# Lecture 13: 

1. Replace
2. Reading URLs into strings
3. Captured Groups in Regular Expressions
4. Cleaning data

__Useful links:__ 
- Regular Expression Cheat Sheet: https://www.debuggex.com/cheatsheet/regex/python
- To test your regular expressions. http://pythex.org/

## 1. Replace

We can use the `replace( )` function to replace substrings of a string with other substrings. There is an optional third argument k, which causes only the first k instances to be replaced.


In [1]:
s='aba'
s.replace('a','c') #s is not modified as strings are immutable

'cbc'

In [2]:
s.replace('a','c',1)

'cba'

### Exercise:

- Use only the replace function to turn the string ‘aaaa’ into the string ‘abcd’.

In [3]:
s = 'aaaa'
s.replace('aaaa','abcd')
s.replace('a','d',4).replace('d','c',3).replace('c','b',2).replace('b','a',1)

'abcd'

## 2. Reading URLs into strings

For one of the homework questions, we wish to import the data from a url into a string. We use the module `urllib` and the following code for this.

In [6]:
import urllib
url = "http://www.math.ucla.edu/~hangjie/contact"
page=urllib.request.urlopen(url).read()
print(type(page))
page = str(page)
print(type(page))

#print(page)

<class 'bytes'>
<class 'str'>


## 3. Captured Groups in regular expressions
Recall that we use parentheses `(...)` to capture groups in a regular expression. The groups are numbered 1,2,3,... by the appearance of their opening parenthesis. We can then ask for any of the groups to be repeated in the pattern. 
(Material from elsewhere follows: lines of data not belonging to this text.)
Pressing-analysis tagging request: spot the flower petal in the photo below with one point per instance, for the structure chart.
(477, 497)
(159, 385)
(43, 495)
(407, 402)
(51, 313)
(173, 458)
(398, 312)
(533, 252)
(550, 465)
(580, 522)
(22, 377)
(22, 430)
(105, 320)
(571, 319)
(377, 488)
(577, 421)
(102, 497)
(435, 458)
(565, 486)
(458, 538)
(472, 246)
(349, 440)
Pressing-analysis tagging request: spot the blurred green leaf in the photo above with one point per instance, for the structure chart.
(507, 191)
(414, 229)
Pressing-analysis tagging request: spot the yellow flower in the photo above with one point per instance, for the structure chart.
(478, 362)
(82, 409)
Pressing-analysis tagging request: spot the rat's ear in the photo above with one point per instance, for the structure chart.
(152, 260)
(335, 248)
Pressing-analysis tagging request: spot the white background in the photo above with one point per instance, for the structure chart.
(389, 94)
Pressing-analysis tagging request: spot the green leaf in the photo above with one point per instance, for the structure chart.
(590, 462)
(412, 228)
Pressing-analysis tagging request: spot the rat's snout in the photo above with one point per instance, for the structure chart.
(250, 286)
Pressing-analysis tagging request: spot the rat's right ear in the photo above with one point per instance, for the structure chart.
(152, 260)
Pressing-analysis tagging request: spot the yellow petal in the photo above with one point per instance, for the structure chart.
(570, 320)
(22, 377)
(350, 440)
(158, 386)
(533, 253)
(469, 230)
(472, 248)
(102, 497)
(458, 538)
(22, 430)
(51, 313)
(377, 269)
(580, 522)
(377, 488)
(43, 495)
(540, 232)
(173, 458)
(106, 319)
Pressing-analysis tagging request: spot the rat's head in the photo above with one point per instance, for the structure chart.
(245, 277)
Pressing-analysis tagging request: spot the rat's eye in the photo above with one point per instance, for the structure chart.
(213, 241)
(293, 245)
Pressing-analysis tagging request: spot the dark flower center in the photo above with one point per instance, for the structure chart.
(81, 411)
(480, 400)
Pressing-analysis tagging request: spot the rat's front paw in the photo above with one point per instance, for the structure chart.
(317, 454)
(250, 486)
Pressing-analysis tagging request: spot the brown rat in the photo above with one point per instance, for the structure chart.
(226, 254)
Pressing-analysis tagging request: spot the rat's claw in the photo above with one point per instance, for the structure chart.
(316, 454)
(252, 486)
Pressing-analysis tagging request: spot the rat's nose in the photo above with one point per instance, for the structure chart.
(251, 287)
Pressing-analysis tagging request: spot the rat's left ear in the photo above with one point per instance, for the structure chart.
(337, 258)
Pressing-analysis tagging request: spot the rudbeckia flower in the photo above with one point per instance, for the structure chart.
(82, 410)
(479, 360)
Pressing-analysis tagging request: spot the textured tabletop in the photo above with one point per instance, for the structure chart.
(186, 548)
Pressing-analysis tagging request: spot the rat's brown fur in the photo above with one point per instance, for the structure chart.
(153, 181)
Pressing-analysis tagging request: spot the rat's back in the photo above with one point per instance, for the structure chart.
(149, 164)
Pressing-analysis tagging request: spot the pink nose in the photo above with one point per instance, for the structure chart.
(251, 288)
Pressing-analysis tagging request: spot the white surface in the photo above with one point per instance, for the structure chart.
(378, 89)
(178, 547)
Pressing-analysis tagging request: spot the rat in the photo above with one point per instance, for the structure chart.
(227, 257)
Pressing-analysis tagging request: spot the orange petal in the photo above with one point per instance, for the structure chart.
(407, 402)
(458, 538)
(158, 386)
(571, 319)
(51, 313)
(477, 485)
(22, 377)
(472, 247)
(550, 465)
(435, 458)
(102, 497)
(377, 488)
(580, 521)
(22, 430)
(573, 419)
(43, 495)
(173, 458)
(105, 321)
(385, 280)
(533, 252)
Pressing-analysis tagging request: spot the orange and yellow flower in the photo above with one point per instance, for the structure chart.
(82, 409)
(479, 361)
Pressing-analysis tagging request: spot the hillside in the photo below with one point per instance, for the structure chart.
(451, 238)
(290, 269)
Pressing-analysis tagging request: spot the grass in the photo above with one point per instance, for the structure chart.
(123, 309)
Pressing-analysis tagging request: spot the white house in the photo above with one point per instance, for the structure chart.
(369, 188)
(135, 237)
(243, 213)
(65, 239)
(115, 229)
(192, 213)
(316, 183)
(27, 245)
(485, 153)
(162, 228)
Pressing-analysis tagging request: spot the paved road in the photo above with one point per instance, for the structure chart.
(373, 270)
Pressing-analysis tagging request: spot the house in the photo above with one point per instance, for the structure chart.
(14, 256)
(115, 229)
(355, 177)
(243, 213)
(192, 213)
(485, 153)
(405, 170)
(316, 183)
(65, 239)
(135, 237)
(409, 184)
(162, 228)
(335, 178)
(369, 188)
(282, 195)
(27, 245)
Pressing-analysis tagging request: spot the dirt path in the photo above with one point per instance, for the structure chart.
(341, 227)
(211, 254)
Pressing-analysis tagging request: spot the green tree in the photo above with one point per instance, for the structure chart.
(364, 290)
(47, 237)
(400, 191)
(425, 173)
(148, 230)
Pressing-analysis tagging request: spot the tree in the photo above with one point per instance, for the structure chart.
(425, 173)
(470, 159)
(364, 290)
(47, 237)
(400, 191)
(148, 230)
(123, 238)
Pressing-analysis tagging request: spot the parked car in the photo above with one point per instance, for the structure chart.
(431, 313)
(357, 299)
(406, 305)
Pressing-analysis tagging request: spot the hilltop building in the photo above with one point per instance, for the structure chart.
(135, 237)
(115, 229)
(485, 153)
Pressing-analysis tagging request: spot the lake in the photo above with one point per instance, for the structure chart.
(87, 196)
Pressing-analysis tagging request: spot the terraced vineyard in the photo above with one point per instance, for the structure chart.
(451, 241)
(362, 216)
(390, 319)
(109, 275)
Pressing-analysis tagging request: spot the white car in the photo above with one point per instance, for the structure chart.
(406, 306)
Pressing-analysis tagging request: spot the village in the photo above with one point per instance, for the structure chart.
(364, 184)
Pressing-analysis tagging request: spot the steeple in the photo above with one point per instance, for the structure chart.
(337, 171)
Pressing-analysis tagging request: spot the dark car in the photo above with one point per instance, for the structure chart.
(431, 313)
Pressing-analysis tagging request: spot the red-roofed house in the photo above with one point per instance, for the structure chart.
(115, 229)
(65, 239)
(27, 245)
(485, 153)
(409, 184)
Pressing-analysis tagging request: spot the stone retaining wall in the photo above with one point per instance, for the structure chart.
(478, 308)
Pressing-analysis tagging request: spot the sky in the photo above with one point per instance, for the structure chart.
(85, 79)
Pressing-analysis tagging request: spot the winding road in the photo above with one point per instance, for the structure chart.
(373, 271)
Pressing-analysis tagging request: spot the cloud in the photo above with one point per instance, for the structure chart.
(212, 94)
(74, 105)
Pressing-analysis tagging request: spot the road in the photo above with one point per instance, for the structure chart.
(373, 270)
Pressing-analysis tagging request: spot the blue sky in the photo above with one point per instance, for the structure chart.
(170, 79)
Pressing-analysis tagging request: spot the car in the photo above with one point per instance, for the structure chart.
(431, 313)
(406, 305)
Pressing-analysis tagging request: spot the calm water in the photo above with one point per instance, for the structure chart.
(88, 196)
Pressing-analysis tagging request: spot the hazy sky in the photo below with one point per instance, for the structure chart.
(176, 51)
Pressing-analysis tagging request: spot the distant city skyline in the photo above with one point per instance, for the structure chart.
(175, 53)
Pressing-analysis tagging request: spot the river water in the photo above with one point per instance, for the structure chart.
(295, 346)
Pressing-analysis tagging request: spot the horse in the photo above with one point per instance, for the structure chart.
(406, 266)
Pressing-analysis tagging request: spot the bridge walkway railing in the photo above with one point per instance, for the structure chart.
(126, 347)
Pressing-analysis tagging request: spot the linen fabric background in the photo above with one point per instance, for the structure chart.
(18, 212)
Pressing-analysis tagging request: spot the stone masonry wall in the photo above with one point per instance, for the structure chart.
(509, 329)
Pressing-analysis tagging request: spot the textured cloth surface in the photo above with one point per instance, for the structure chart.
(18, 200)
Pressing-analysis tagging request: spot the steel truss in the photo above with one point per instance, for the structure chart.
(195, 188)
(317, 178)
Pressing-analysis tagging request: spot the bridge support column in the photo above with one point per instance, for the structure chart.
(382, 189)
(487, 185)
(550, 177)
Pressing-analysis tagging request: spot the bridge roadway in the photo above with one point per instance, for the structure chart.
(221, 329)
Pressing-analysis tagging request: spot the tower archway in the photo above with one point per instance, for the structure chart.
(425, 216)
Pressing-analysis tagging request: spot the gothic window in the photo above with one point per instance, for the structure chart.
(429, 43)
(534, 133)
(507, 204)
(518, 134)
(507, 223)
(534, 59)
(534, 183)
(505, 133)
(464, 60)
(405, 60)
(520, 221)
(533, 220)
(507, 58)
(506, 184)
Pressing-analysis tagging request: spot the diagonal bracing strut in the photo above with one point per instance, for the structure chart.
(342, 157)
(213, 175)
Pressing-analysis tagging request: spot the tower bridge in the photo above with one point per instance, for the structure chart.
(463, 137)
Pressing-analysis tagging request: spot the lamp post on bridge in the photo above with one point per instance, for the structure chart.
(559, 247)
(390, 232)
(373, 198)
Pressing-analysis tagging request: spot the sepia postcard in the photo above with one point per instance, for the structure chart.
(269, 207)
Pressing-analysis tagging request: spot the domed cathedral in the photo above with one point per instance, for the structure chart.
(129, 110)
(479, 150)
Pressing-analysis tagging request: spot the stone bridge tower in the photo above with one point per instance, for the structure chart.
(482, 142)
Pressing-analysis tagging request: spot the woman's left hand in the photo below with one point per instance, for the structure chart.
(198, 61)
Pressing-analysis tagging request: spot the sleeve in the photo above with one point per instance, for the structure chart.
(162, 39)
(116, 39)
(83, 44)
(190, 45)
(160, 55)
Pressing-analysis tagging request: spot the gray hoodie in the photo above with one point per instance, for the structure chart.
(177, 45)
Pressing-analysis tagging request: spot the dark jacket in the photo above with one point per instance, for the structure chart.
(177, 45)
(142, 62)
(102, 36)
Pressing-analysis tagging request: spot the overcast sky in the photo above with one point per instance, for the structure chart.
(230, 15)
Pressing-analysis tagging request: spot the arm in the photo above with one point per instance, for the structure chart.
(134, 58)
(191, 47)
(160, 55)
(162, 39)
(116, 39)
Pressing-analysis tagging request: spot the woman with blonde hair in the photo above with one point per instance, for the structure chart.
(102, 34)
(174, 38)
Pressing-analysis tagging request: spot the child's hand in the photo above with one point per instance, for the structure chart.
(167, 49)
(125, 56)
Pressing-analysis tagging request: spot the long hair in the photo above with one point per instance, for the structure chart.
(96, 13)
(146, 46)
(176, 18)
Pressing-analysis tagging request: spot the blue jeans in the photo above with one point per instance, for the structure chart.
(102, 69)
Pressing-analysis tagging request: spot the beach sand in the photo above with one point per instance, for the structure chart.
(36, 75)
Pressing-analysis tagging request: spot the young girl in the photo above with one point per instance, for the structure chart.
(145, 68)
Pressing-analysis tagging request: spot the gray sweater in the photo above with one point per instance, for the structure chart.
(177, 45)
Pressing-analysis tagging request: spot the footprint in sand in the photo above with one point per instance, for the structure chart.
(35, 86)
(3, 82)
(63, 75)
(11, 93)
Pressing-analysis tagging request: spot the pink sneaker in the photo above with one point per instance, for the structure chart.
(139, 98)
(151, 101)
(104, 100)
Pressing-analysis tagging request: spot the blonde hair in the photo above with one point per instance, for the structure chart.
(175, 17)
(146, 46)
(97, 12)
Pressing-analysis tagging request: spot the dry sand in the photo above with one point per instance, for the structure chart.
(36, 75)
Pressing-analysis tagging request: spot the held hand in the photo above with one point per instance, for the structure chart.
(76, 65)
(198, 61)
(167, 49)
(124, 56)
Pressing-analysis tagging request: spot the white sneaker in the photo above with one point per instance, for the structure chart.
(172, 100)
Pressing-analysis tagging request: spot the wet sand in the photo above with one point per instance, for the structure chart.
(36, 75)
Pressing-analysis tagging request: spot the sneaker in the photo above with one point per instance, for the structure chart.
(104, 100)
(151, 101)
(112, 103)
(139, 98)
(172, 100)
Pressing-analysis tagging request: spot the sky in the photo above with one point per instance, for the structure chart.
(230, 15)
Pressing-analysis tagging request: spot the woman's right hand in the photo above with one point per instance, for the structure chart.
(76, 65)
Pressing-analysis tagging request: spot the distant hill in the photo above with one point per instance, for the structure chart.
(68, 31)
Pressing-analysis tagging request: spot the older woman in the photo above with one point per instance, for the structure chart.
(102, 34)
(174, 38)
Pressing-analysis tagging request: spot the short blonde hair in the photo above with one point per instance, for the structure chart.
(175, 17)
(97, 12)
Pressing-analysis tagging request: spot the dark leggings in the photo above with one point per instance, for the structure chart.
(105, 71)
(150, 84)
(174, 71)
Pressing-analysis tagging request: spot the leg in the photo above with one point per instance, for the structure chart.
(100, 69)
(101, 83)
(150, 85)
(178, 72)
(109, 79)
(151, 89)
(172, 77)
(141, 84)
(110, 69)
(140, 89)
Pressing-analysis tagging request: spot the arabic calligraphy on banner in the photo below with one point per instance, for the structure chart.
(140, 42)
For example, suppose that we are looking for a pattern of the form `‘a1a’` or `‘b2b’` (a letter, followed by a digit, followed by the same letter again). We can do that as follows:

In [7]:
import re
re.search(r'([a-z])\d\1','h3g h4h').group()

'h4h'

In [8]:
re.search(r'([a-z])\d\1','g3g h4h').group()

'g3g'

In [11]:
re.findall(r'([a-z])\d\1','g3g h4h')#findall will only return the captured group, which is [a-z]

['g', 'h']

In [12]:
re.findall(r'([a-z])\d\1','g3g h4h g8d') #still follow the whole pattern

['g', 'h']

In [9]:
re.findall(r'(([a-z])\d\2)','g3g h4h')

[('g3g', 'g'), ('h4h', 'h')]

Let's look at the example: looking for a repeated word. (Note the extra spaces around the pattern, this is to avoid finding consecutive words with similar ending/beginning.)

In [13]:
import re
s='this is is a sentence'
re.search(r' (\w+) \1 ',s).group(1)

'is'

We can then use `re.sub( )` to replace a pattern. In this case, remove the repeated word:

In [14]:
re.sub(r' (\w+) \1 ',r' \1 ',s)

'this is a sentence'

It is not possible in a single regular expression to ask for a captured group to appear an arbitrary number of times, or to look for arbitrarily many groups, but we can often achieve such things by combining a regular expression with a loop. For example, suppose that we want to check that a word (in lower case letters) is a palindrome. We know that a word is a palindrome if the first and last letter are the same, and the part between them is a palindrome. So, we can work recursively.

In [15]:
import re
def palindrome(word):
        if len(word)<=1:
            return True
        elif re.match(r'^([a-z]).*\1$',word): #check if the first lower case letter is the same as the last one
            return palindrome(word[1:len(word)-1])
        else:
            return False

In [16]:
print(palindrome('abccca'))
print(palindrome('hanhnaa'))
print(palindrome('ahha'))

False
False
True


### Exercise:
- Write a function that shortens sentences. "This is a sentence." becomes "This ... sentence."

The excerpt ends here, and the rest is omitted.